Homer & Langley
By E.L. Doctorow
224 pages; Random House


A great and gathering darkness, a mood of chivalrous sorrow, pervades the household in which the famously reclusive Collyer brothers—the most notorious pack rats in American history—live out their lonely lives, in E.L. Doctorow's latest novel, Homer & Langley . Homer, blinded in his late teens, is the narrator, looking back on a privileged childhood and an adulthood ranging from the Great War through the civil rights era, and forward to an increasingly constricted future in the elegant Fifth Avenue mansion where the brothers still live. As the existentially anguished, desperately self-reliant Langley piles up mountains of newspapers—grist for his never-to-be-completed, "eternally current dateless newspaper"—and stuffs the house to bursting with everything from piano innards and electric fans to piles of clothing and a fully assembled Model T Ford, Homer genteelly reaches out to the few human beings who penetrate his deep isolation.

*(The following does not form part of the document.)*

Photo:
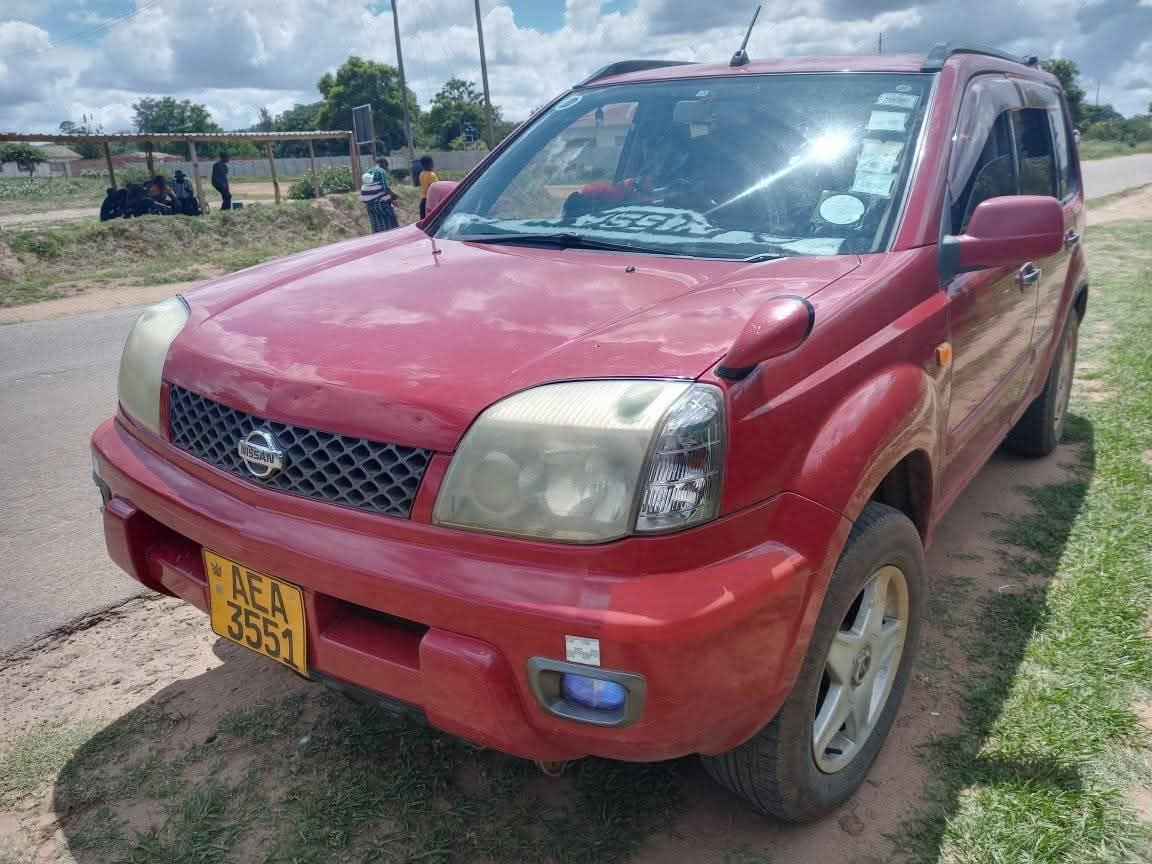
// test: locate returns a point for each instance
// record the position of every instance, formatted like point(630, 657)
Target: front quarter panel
point(832, 418)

As he has done in so many novels, from Ragtime and Billy Bathgate to The March, Doctorow paints on a sweeping historical canvas, imagining the Collyer brothers as witness to the aspirations and transgressions of 20th-century America; yet this book's most powerfully moving moments are the quiet ones, when the brothers relish a breath of cool morning air, and each other's tragically exclusive company.